The input data itself must also be monitored to ensure it remains within the model’s validated sample space. If incoming data begins to diverge from the characteristics seen during validation, corrective action must be taken. This may involve retraining, revalidation, or restricting model use until alignment is re-established.
Metrics should be defined to monitor for:
- Performance deviation over time
- Shifts in input data patterns (data drift)

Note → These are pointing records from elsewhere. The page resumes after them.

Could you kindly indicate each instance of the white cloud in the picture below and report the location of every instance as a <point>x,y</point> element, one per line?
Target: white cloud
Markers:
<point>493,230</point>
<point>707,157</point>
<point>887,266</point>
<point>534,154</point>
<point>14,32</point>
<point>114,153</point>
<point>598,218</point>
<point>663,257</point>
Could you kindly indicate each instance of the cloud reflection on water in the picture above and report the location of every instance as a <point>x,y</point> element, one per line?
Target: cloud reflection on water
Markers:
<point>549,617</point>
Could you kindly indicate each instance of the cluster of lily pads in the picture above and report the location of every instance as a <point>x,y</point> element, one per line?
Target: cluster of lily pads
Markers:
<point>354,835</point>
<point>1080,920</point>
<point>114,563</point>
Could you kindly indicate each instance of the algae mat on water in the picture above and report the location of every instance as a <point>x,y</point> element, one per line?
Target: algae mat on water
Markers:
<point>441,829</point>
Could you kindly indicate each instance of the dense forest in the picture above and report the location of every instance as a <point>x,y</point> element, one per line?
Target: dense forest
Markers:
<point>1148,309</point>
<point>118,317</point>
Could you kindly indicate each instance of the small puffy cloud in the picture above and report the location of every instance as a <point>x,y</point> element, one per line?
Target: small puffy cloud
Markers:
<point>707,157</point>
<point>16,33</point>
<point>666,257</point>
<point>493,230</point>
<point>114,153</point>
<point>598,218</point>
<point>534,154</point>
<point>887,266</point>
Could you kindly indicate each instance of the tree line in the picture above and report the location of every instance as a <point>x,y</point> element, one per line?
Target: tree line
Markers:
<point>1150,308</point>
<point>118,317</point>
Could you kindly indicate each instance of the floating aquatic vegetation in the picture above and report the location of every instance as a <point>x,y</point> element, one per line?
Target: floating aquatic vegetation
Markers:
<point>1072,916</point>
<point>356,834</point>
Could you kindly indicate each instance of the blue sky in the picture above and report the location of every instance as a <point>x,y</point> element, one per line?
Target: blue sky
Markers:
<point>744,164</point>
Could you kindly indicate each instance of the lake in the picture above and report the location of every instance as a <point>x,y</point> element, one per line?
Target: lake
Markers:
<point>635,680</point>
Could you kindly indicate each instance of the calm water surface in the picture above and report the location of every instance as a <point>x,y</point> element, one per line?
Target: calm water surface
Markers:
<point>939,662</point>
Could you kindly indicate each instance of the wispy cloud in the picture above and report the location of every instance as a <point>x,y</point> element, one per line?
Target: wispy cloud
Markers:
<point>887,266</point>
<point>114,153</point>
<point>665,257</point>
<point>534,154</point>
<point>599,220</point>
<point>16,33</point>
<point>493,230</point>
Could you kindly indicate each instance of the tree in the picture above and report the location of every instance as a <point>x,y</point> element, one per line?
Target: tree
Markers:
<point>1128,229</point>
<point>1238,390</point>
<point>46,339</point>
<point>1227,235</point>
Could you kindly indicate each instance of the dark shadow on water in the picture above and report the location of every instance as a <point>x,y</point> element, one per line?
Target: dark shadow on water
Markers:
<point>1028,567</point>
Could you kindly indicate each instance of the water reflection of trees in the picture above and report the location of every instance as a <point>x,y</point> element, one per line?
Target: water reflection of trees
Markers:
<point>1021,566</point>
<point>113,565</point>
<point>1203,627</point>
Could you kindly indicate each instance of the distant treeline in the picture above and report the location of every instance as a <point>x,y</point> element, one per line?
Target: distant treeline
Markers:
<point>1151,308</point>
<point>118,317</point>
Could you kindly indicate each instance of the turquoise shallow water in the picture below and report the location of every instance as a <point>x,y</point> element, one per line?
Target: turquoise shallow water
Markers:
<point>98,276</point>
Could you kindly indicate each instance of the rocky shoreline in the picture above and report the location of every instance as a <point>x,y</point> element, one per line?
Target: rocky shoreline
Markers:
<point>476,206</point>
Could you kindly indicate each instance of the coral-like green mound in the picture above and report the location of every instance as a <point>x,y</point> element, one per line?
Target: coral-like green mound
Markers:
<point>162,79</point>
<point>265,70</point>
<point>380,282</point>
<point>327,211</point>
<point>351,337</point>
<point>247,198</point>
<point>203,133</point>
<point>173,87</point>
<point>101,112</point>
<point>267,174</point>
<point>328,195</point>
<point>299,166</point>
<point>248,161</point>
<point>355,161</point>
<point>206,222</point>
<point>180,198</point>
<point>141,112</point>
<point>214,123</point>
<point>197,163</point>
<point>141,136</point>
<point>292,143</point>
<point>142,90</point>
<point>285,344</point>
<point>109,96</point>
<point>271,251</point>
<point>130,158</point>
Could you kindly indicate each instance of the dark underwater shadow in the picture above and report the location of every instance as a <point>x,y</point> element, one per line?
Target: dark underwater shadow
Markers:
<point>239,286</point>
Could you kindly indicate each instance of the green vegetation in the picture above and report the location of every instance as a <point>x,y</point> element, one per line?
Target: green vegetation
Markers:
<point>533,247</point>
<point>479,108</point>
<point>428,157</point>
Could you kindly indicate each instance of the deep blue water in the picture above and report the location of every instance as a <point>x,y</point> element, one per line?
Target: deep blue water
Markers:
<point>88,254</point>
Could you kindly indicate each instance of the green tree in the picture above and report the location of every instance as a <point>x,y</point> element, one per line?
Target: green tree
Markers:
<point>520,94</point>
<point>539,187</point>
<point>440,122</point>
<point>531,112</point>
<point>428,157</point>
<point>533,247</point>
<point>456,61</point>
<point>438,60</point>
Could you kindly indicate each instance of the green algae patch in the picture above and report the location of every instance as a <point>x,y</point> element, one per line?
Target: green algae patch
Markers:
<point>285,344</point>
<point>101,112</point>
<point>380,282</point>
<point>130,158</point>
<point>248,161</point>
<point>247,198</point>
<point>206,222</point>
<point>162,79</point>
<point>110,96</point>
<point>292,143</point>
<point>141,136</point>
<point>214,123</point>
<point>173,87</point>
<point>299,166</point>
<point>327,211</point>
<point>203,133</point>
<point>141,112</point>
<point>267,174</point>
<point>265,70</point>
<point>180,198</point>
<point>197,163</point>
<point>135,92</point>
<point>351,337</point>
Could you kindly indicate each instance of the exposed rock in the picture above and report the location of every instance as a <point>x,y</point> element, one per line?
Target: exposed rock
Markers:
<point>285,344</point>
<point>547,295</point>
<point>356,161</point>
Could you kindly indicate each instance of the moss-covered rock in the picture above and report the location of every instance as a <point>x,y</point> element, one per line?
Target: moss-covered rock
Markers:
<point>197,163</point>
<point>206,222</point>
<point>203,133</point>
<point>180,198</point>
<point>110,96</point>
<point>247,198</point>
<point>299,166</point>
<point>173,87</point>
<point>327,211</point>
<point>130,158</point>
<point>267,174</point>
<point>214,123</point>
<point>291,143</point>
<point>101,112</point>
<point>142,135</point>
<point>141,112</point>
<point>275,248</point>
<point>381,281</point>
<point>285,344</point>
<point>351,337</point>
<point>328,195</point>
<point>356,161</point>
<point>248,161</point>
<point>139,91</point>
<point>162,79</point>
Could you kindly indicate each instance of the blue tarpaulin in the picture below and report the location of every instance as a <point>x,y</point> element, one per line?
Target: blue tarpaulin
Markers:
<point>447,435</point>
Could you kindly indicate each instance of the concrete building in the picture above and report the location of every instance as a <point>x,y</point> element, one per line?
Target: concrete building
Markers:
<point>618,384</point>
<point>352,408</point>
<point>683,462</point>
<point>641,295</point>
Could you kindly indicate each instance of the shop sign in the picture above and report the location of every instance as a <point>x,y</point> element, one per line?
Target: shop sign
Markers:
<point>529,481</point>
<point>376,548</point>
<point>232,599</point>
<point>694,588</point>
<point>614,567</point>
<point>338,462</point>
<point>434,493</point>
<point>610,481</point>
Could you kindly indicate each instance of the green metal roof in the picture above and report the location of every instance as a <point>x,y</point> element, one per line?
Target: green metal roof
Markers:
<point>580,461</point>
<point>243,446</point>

- Unexpected classification distributions
Human Oversight and Record Keeping in HITL Applications
Where the model supports human-in-the-loop decision-making, the human operator must retain documented responsibility for the final decision. In such cases, Annex 22 requires that records be kept of:
- The AI-generated recommendation or output
- The operator’s review and final decision
- Any deviation from the model’s suggestion
Depending on process criticality and the extent of initial testing, it may be necessary to review each model output consistently, especially during early deployment.
Final Thoughts
Annex 22 represents a significant and deliberate step forward in aligning Artificial Intelligence technologies with the core principles of GMP. It does not promote or accelerate the adoption of AI in pharmaceutical manufacturing. Instead, it defines the regulatory boundaries and responsibilities that must be in place if AI models are to be used in GMP-critical applications.
The annex is clear in its intent: AI must not compromise patient safety, product quality, or data integrity. It may support or enhance certain decisions or classifications, but it cannot do so without being fully validated, transparent, and subject to continuous oversight. In practice, this means:
- Models must be static, deterministic, and fully characterized
- Validation must be rigorous, with documented acceptance criteria and data governance
- Performance must be monitored continuously after deployment
- The role of the human, whether as approver, reviewer, or decision-maker, remains central
For GMP professionals, the release of Annex 22 signals the beginning of a new compliance area. While many pharmaceutical companies may still be exploring the feasibility of AI, those who do pursue implementation will now have a clear regulatory framework guiding the development, validation, and lifecycle management of these systems.
Artificial Intelligence has the potential to improve precision, consistency, and throughput in pharmaceutical operations. However, Annex 22 ensures that such advancements are pursued responsibly, under controlled conditions, with the same discipline and documentation expected of any other system impacting product quality or patient safety.